The prediction of R0 remains a major epidemiological challenge with practical consequences due to it supports governments policies to develop rapid strategies to counteract the growth of the outbreak. In this study, we propose a policy-maker tool which show the consequences of possible fluctuations in policy strategies on different R0 levels (Fig. 2)28.


Our data were provided from a public data source and thus, were limited to the accuracy of their report.


Our study suggests that the distribution of epidemic peaks across different regions of the United States during each wave is not solely determined by the mean infection and recovery rates, but also by the fluctuations in these rates. This is an important finding as it highlights the need to consider fluctuations in predictive models and public health policies in order to have a more accurate prediction of the epidemic peak time.

Inaccurate predictions of both epidemic scenarios and public health policies could be the consequence of an underestimation of these fluctuations. This means that without considering the fluctuations in the infection and recovery rates, the predictions of the epidemic peak time could be incorrect. This could lead to inadequate and ineffective public health policies, which in turn can lead to a failure in controlling the spread of the disease.
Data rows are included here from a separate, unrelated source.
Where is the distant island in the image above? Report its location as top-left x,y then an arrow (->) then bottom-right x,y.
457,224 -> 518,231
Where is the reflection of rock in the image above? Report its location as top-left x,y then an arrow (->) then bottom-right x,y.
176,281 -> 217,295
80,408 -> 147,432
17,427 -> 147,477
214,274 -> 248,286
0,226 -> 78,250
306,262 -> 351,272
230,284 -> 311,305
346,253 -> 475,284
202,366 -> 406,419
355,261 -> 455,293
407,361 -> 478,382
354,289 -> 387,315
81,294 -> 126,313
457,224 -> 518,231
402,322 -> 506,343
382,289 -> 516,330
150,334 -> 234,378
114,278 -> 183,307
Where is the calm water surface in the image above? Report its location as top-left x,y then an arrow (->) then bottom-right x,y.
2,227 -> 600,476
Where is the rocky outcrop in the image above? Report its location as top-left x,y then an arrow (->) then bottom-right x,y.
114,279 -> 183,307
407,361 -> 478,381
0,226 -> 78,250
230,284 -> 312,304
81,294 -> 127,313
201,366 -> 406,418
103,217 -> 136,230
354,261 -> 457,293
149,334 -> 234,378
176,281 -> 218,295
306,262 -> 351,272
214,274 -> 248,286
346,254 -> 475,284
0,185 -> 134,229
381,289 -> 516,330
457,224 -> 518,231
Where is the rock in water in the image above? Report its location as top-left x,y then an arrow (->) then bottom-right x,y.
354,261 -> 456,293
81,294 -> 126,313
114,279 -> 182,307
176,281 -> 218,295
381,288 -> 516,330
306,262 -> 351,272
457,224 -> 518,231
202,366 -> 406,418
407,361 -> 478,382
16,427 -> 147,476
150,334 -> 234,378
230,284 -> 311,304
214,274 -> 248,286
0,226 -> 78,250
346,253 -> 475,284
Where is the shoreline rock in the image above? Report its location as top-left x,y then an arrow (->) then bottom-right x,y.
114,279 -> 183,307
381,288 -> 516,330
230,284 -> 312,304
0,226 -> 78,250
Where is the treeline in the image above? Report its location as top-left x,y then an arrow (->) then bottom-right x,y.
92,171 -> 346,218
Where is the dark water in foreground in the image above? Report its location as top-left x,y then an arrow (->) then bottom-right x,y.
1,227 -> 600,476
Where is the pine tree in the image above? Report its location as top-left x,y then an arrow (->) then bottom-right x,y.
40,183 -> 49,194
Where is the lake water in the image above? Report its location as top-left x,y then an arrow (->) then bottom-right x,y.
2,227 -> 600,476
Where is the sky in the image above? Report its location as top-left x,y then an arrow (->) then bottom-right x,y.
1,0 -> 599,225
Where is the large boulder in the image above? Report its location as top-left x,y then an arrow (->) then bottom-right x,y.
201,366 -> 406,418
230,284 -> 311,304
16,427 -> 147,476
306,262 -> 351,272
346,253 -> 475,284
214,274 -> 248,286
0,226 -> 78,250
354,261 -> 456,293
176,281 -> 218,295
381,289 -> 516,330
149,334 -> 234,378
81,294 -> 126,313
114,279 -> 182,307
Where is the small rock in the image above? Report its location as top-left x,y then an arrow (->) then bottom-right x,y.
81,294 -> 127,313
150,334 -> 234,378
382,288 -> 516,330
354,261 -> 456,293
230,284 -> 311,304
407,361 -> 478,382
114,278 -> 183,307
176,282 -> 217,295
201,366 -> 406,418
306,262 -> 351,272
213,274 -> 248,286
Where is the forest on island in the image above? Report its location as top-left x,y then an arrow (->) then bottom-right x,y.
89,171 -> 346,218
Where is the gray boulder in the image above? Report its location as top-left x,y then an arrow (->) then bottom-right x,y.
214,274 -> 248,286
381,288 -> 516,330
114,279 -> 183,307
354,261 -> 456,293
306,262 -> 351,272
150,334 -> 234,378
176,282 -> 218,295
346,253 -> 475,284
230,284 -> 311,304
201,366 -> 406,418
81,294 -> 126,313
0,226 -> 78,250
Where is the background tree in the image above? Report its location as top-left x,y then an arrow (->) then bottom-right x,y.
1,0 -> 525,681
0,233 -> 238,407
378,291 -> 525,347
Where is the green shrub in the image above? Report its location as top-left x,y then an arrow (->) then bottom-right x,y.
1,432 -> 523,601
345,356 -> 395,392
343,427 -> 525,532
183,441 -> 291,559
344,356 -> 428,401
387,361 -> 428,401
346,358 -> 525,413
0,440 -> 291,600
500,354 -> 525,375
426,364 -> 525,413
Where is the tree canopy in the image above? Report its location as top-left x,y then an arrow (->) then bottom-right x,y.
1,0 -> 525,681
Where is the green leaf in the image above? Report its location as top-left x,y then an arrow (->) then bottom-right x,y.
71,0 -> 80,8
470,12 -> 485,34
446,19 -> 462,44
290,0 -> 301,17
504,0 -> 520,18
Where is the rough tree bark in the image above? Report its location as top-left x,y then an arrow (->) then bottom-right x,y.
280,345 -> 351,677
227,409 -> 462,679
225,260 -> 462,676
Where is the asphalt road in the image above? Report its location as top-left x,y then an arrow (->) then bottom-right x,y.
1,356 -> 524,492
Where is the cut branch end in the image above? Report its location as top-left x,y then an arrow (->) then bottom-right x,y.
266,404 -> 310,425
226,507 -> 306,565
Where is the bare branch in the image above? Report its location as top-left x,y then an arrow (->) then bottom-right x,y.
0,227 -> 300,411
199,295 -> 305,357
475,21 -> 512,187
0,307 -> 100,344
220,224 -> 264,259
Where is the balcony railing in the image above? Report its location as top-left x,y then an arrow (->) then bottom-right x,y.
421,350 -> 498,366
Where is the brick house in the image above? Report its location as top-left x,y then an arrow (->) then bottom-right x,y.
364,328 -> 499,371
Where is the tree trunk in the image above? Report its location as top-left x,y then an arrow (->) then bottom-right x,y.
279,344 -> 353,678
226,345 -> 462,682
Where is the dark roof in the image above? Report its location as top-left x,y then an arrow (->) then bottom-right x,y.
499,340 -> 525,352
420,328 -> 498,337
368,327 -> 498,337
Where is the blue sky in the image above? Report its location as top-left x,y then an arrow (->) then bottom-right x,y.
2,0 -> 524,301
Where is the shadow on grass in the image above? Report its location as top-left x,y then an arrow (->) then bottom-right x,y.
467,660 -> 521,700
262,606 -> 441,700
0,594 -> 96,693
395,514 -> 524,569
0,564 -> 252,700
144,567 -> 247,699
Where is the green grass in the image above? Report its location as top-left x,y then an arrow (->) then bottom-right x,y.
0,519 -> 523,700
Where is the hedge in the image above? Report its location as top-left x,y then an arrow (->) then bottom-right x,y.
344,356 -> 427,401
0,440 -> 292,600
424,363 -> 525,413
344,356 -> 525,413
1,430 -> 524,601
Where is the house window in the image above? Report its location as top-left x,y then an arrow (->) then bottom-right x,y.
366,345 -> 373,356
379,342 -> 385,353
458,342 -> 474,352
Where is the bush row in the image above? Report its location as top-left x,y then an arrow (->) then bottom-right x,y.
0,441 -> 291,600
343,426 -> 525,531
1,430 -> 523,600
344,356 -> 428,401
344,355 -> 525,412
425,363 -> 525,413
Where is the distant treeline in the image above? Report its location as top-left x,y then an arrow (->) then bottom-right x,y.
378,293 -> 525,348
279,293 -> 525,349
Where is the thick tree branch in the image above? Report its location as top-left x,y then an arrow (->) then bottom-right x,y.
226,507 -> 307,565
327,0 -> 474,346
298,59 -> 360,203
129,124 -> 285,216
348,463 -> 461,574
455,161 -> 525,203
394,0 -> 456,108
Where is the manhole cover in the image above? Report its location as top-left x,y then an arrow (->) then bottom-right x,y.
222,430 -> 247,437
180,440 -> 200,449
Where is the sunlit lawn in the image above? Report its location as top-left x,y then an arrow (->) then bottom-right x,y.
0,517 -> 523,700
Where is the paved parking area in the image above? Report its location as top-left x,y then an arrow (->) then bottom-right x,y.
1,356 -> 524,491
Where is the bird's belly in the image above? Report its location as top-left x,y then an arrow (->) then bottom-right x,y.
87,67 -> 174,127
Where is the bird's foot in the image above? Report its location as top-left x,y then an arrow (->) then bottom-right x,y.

To address this issue, our study proposed a policy-maker tool that incorporates fluctuations in R0 into predictive SIR models. This tool could be a valuable resource for policymakers in developing rapid strategies and implementing appropriate public health policies in response to outbreaks. By incorporating fluctuations in R0, the tool would provide policymakers with a better understanding of the potential impacts of different policy strategies on the spread of a disease. This could allow them to make more informed decisions and effectively allocate resources to prevent or mitigate outbreaks.

Overall, we emphasize the importance of considering the fluctuations in infection and recovery rates in order to have a more accurate prediction of the epidemic peak time, and thus to have a better epidemic control. This is crucial for policymakers and health professionals to develop effective response strategies and allocate resources in a more targeted way.